Berdasarkan pengamatan yang dilakukan, siswa dengan gaya belajar kinestetik mempunyai cara belajar yang positif dan lebih fokus terhadap kegiatan yang diberikan seperti membuat model dan memanfaatkannya dalam pembelajaran. Mereka pun juga dapat menyalurkan keterampilannya sendiri dalam membuat model yang bagus, dan selalu ingin menampilkan karya terbaiknya.
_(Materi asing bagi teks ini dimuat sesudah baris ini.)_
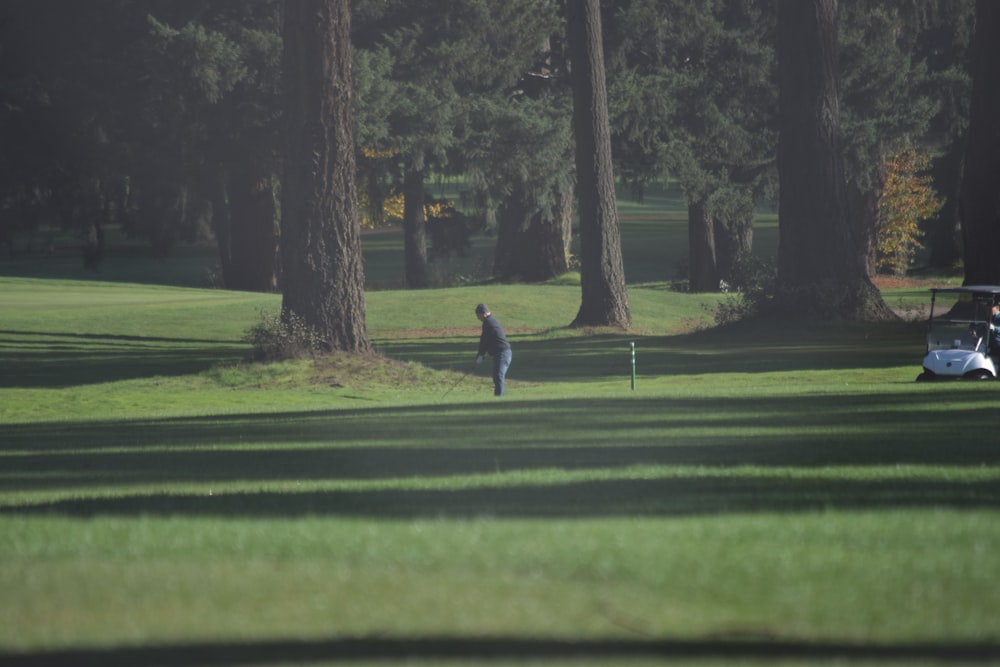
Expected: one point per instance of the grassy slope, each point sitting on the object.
(769, 490)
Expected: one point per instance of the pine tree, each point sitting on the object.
(323, 278)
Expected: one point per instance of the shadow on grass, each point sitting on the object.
(751, 347)
(58, 359)
(692, 496)
(500, 648)
(730, 460)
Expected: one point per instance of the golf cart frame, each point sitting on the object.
(958, 334)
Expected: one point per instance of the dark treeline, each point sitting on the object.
(165, 117)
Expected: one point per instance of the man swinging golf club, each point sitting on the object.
(493, 341)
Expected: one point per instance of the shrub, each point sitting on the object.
(282, 336)
(907, 198)
(754, 280)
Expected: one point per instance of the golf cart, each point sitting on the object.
(958, 334)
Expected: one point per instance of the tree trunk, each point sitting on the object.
(980, 201)
(323, 277)
(414, 230)
(602, 276)
(865, 213)
(733, 241)
(244, 216)
(820, 269)
(531, 246)
(703, 274)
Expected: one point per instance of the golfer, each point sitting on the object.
(493, 341)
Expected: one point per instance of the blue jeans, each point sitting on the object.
(501, 363)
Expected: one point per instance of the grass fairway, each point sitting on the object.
(769, 492)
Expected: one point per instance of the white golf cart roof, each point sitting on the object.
(970, 289)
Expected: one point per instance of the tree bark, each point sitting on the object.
(703, 274)
(323, 277)
(414, 230)
(604, 299)
(244, 224)
(980, 199)
(820, 269)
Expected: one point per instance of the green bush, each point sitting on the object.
(280, 336)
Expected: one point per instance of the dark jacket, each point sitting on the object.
(493, 340)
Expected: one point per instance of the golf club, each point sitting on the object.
(458, 382)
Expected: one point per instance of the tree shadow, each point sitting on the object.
(57, 360)
(749, 347)
(467, 649)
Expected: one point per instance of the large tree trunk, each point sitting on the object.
(820, 269)
(980, 201)
(602, 276)
(323, 277)
(703, 274)
(414, 230)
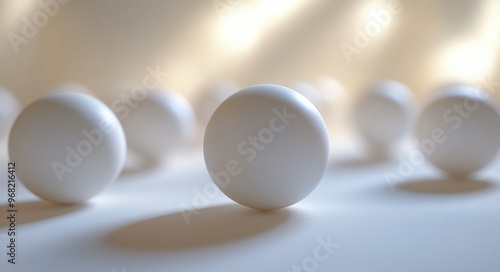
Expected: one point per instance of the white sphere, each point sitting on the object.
(458, 130)
(266, 147)
(70, 86)
(383, 113)
(68, 147)
(9, 109)
(161, 122)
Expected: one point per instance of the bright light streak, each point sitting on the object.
(243, 27)
(467, 61)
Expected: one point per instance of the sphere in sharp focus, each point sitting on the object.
(161, 122)
(458, 130)
(67, 147)
(9, 109)
(383, 113)
(266, 147)
(70, 86)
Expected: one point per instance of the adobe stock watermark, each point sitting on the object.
(225, 8)
(454, 118)
(248, 149)
(364, 35)
(122, 107)
(32, 24)
(324, 249)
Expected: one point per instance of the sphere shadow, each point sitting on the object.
(205, 227)
(446, 186)
(33, 211)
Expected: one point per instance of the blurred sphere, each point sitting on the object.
(157, 123)
(332, 92)
(211, 97)
(9, 109)
(383, 112)
(68, 147)
(71, 86)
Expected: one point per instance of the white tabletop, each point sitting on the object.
(353, 221)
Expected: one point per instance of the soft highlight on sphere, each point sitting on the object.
(266, 147)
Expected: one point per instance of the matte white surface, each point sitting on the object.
(266, 147)
(68, 147)
(425, 224)
(9, 109)
(459, 130)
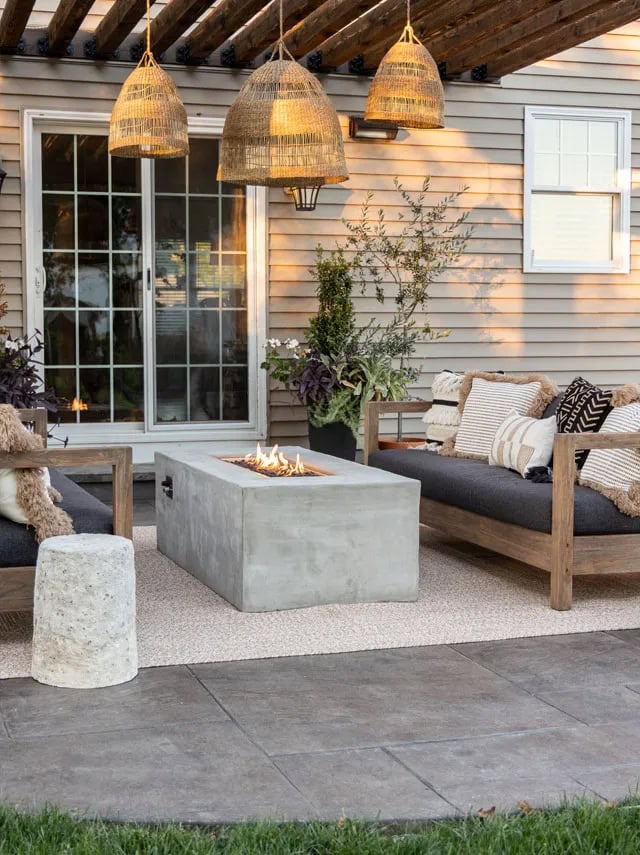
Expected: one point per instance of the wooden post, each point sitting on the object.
(564, 468)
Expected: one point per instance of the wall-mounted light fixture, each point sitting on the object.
(305, 198)
(362, 129)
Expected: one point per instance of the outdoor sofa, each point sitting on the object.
(565, 529)
(18, 547)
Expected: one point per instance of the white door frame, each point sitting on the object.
(33, 122)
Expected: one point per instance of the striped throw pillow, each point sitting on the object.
(615, 472)
(486, 407)
(522, 443)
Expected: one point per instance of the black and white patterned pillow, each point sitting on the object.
(583, 409)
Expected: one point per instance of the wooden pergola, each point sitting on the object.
(475, 39)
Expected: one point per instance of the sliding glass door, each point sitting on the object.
(145, 287)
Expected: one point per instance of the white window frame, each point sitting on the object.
(36, 121)
(621, 193)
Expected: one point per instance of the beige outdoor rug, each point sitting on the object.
(466, 594)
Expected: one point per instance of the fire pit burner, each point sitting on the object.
(274, 464)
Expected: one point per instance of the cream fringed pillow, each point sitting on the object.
(443, 418)
(615, 472)
(522, 443)
(486, 400)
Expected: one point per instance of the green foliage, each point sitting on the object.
(407, 257)
(333, 329)
(578, 828)
(4, 308)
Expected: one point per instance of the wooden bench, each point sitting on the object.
(16, 583)
(562, 554)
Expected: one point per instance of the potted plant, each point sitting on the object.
(402, 261)
(340, 369)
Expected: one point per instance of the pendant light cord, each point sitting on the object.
(149, 25)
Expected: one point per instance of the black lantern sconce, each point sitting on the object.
(362, 129)
(305, 198)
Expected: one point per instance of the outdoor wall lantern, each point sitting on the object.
(361, 129)
(305, 198)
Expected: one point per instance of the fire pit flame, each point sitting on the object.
(274, 462)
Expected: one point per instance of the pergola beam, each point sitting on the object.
(324, 22)
(223, 21)
(65, 24)
(609, 16)
(363, 33)
(13, 22)
(445, 19)
(261, 33)
(117, 24)
(540, 24)
(172, 21)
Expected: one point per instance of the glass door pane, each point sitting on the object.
(92, 246)
(200, 295)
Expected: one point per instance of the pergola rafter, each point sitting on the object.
(445, 19)
(609, 16)
(117, 24)
(261, 33)
(324, 22)
(65, 24)
(535, 26)
(172, 21)
(361, 34)
(489, 38)
(221, 23)
(13, 22)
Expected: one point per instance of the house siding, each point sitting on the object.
(500, 317)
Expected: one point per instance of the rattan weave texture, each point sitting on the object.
(282, 131)
(407, 89)
(148, 119)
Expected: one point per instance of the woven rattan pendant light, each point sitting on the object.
(407, 89)
(282, 130)
(148, 119)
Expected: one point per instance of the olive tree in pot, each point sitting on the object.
(338, 371)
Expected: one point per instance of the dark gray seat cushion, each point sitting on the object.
(18, 547)
(501, 494)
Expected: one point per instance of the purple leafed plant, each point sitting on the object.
(316, 381)
(19, 381)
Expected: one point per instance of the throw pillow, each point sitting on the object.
(443, 418)
(523, 443)
(583, 409)
(615, 472)
(486, 400)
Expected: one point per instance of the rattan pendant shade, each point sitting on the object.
(282, 131)
(148, 119)
(407, 89)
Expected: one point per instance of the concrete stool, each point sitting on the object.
(84, 627)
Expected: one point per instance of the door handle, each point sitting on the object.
(41, 281)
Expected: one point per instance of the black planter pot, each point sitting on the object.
(335, 439)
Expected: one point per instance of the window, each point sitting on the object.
(577, 190)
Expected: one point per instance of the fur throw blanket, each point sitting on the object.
(32, 495)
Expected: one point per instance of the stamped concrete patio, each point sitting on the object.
(397, 734)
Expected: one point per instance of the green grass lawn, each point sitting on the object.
(577, 829)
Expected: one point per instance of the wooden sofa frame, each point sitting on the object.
(562, 554)
(16, 583)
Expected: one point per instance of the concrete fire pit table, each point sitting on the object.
(349, 535)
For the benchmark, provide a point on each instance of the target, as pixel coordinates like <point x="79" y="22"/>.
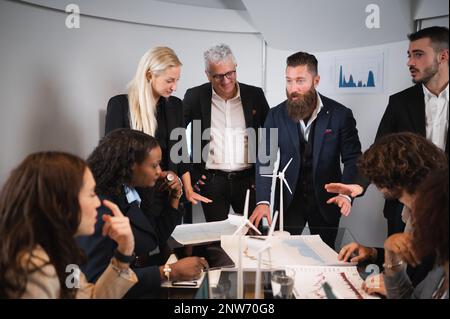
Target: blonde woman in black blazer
<point x="149" y="107"/>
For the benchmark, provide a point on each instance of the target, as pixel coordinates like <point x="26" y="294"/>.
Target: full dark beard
<point x="428" y="74"/>
<point x="303" y="107"/>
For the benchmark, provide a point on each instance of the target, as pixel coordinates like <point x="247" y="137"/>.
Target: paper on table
<point x="189" y="234"/>
<point x="345" y="282"/>
<point x="182" y="284"/>
<point x="293" y="250"/>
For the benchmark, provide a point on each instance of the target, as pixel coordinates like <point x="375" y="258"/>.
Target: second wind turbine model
<point x="282" y="179"/>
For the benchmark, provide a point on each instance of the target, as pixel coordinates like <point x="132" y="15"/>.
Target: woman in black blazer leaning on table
<point x="124" y="160"/>
<point x="150" y="108"/>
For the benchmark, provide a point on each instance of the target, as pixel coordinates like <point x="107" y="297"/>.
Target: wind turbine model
<point x="245" y="221"/>
<point x="263" y="247"/>
<point x="240" y="232"/>
<point x="282" y="179"/>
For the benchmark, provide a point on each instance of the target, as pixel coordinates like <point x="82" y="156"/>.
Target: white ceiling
<point x="217" y="4"/>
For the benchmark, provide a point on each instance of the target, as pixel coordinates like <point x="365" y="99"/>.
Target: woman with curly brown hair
<point x="397" y="164"/>
<point x="126" y="160"/>
<point x="47" y="201"/>
<point x="429" y="236"/>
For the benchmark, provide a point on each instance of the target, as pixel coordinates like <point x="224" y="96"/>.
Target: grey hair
<point x="218" y="54"/>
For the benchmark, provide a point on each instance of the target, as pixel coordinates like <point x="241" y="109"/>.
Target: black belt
<point x="232" y="175"/>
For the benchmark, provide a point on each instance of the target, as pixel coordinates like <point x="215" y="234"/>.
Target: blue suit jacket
<point x="335" y="139"/>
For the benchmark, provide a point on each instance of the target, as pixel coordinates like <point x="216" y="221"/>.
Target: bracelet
<point x="123" y="258"/>
<point x="390" y="266"/>
<point x="167" y="270"/>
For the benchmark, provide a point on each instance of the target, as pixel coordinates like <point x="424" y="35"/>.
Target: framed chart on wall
<point x="359" y="73"/>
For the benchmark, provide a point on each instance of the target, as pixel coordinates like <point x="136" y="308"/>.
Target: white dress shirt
<point x="436" y="117"/>
<point x="228" y="147"/>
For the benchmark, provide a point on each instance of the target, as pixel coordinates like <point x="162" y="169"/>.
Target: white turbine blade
<point x="287" y="165"/>
<point x="274" y="221"/>
<point x="247" y="199"/>
<point x="287" y="185"/>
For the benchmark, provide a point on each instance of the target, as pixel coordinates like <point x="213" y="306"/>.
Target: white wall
<point x="55" y="82"/>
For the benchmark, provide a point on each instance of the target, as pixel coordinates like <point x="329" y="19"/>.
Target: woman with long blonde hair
<point x="150" y="107"/>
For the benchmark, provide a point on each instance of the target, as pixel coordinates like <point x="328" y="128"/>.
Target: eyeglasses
<point x="219" y="77"/>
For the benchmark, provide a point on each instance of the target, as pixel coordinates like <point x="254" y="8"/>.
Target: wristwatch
<point x="177" y="195"/>
<point x="124" y="258"/>
<point x="124" y="273"/>
<point x="167" y="270"/>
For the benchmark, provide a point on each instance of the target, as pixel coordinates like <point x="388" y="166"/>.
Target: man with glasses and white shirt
<point x="229" y="113"/>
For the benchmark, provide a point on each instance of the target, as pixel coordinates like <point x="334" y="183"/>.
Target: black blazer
<point x="404" y="113"/>
<point x="150" y="236"/>
<point x="197" y="106"/>
<point x="118" y="116"/>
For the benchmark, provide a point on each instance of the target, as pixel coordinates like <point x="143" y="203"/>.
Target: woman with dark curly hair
<point x="123" y="161"/>
<point x="429" y="236"/>
<point x="47" y="200"/>
<point x="397" y="164"/>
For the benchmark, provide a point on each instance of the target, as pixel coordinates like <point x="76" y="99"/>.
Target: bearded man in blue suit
<point x="317" y="133"/>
Siswa dengan gaya belajar visual mengalami sedikit penurunan motivasi belajar, hal ini disebabkan dari ketidakterlibatan langsung dalam membuat model prisma dan limas. Siswa yang mempunyai gaya belajar visual ini hanya membantu temannya dengan membacakan apa yang diperintahkan pada LKS, kemudian siswa dengan gaya belajar kinestetik yang mengerjakannya. Disamping itu,

mereka terlihat bingung ketika disuruh untuk mengerjakan kegiatan yang diperintahkan pada LKS. Setelah ditanyakan apa penyebabnya, siswa ini menjawab masih belum bisa memanfaatkan model yang ada, dikarenakan dominasi kerja yang dilakukan siswa dengan gaya belajar kinestetik. Namun mereka tetap semangat dalam belajar karena dari kegiatan belajar yang ada mereka dapat secara nyata melihat bagian-bagian dari bangun prisma dan limas tersebut, dan merasa bangga terhadap hasil karya yang dibuat.

Selanjutnya siswa dengan gaya belajar auditorial mengalami peningkatan motivasi belajar yang tidak signifikan. Hal yang sama juga terjadi pada siswa auditorial dengan visual, dimana kurangnya keterlibatan langsung mereka dalam membuat model prisma dan limas. Mereka cenderung melihat saja apa yang dilakukan oleh anggota kelompok mereka, dan merasa terganggu dengan suasana kelas yang ribut. Walaupun demikian antusiame mereka terlihat dalam mempresentasikan hasil kerja kelompoknya

Dari kondisi tersebut, terlihat bahwa penerapan pembelajaran dengan perangkat kinestetik ini siswa yang bergaya belajar visual, auditorial, dan kinestetik ternyata mempunyai motivasi belajar yang berbeda-beda. Hal ini sesuai dengan karakteristik gaya belajar masing-masing, dimana setiap gaya belajar mempunyai keunikan sendiri dalam menyerap dan menerima informasi yang ada.

Sementara itu, Nasution (1998:94) menyatakan bahwa gaya belajar adalah cara konsisten yang dilakukan siswa. Kekonsistenan itu berupa kemampuan dalam menangkap stimulus atau informasi, cara mengingat, berfikir, dan memecahkan soal. Artinya, bagaimana siswa belajar dapat diketahui dengan cara-cara siswa

dalam menerima dan mengolah informasi, proses berfikir mereka, dan kecenderungan mereka dalam memecahkan masalah belajar.